Il colpo da incassare fu durissimo per la signora. Chiunque sarebbe schiantato, anche un elefante indiano. La Liotta, invece, con sorpresa dei più, dopo un primo doloroso impatto con la sua nuova realtà, andò avanti come se nulla di grave fosse accaduto, anche se oltre all’espulsione, registrammo tutti, l’afasia del sindaco e di tutto il Consiglio comunale, che non espresse all’interessata neanche una parola, dicasi una, di solidarietà. La prassi imposta in tutto il mondo, non era valida in questo meraviglioso paese! Un doppio colpo subìto, quindi, che avrebbe schiantato anche un rinoceronte. Giusto per rimanere in tema di animali della foresta.
Linda Liotta, andò avanti incurante della mediocrità che la circondava oltre che politica soprattutto umana e cominciò a pedalare, da par suo, muovendosi anche in un mare di ipocrisia.
Continuò a dare il suo contributo di operatività come aveva sempre fatto, rimanendo disciplinatamente al suo posto e votando gli atti amministrativi con la maggioranza.

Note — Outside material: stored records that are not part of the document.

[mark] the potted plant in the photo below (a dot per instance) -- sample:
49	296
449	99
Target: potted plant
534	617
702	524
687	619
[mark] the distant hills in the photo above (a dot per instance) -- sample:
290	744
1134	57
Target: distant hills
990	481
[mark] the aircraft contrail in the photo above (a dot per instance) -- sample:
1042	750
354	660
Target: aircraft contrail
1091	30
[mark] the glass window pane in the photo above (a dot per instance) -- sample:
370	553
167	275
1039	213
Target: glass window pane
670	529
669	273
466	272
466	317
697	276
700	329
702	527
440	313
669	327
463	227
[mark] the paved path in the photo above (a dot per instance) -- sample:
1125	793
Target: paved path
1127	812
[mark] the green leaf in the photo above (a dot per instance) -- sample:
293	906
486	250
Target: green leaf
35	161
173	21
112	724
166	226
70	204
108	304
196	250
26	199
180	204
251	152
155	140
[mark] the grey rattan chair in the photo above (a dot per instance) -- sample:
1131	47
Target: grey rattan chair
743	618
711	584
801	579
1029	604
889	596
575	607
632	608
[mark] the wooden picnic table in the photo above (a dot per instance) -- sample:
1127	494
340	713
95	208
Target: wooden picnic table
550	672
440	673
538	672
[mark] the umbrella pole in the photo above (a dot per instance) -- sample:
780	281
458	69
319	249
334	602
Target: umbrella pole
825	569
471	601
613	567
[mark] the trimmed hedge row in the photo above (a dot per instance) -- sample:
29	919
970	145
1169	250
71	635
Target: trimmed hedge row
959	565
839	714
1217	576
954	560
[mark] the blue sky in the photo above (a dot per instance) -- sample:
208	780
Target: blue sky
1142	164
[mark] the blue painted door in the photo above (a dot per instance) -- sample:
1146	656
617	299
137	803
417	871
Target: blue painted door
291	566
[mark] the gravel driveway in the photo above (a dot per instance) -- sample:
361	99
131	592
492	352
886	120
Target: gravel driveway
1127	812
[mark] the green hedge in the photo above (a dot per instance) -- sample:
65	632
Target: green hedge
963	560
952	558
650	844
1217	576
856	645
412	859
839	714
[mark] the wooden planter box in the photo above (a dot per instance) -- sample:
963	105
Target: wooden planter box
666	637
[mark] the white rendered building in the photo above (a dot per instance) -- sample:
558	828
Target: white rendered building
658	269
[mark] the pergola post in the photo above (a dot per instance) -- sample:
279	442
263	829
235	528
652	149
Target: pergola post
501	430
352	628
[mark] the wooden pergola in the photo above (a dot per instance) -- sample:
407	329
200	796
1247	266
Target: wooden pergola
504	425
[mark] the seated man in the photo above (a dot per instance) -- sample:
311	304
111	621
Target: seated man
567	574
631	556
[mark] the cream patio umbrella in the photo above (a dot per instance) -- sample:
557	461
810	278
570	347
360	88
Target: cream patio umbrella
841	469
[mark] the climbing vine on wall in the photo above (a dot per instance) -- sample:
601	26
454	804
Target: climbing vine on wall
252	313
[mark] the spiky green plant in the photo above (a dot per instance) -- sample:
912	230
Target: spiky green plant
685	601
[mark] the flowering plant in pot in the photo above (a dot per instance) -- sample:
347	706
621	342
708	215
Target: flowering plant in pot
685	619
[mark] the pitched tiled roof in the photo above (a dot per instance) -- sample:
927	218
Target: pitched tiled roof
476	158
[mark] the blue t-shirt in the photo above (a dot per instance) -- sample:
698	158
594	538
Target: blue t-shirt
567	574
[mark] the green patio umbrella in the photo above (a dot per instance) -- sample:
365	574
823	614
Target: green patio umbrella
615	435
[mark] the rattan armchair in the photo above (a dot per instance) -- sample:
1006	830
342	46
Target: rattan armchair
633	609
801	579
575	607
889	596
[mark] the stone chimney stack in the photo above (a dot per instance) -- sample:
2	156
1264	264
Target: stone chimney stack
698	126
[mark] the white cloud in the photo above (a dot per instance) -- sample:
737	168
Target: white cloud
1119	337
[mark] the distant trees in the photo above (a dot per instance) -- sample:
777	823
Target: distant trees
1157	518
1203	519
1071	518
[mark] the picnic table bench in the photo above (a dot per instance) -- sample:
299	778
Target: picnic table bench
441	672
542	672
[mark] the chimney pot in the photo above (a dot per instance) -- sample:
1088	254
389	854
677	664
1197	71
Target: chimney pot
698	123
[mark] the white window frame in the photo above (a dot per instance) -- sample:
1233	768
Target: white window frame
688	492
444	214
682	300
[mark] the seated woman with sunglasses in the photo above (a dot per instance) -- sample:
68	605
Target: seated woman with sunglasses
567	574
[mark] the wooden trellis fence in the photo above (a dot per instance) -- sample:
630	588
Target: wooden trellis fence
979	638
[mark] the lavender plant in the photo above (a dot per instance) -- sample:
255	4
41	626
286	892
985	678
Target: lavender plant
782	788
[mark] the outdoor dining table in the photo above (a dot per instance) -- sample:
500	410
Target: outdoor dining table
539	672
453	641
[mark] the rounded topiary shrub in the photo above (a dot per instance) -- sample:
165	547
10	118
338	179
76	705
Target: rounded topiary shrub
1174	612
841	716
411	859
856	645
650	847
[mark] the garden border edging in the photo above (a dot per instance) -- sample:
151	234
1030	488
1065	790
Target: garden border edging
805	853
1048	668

L’ingenua, non aveva capito ancora che anche in quella maggioranza sarebbe stata presto di troppo, mal sopportata perchè troppo indipendente, fin quando non ebbe la netta e chiara percezione che fosse arrivato il momento di sloggiare anche da lì.
E fu così che preso atto di questa malcelata avversione nei suoi confronti, da circa un anno, Linda Liotta, si è collocata sugli scranni dell’opposizione dove svolge il suo compito di controllo, con assoluta onestà, nel precipuo interesse degli orlandini senza distinzione di sorta, formando un tutt’uno con i consiglieri Felice Scafidi e Sandro Gazia che a loro volta fanno quadrato attorno al loro leader, di nome e di fatto, il Consigliere Renato Mangano. E che Dio salvi il Re!
In fondo in fondo, Linda Liotta, estromessa inopinatamente prima dalla Lista di appartenenza e poi dalla maggioranza, ci ha guadagnato in dignità, riscuotendo la considerazione generale col suo incessante lavoro nelle commissioni consiliari e, soprattutto, avendo acquisito il bene supremo: una libertà perduta.
Ecco, tutte queste considerazioni mi impongono di nominare Linda Liotta donna dell’anno Capo d’Orlando 2020!
Scusate dimenticavo: stiamo aprendo uno sportello per raccogliere le lamentele dei cittadini. Chiunque volesse, potrà farlo appena verrà comunicato loro l’esatta ubicazione.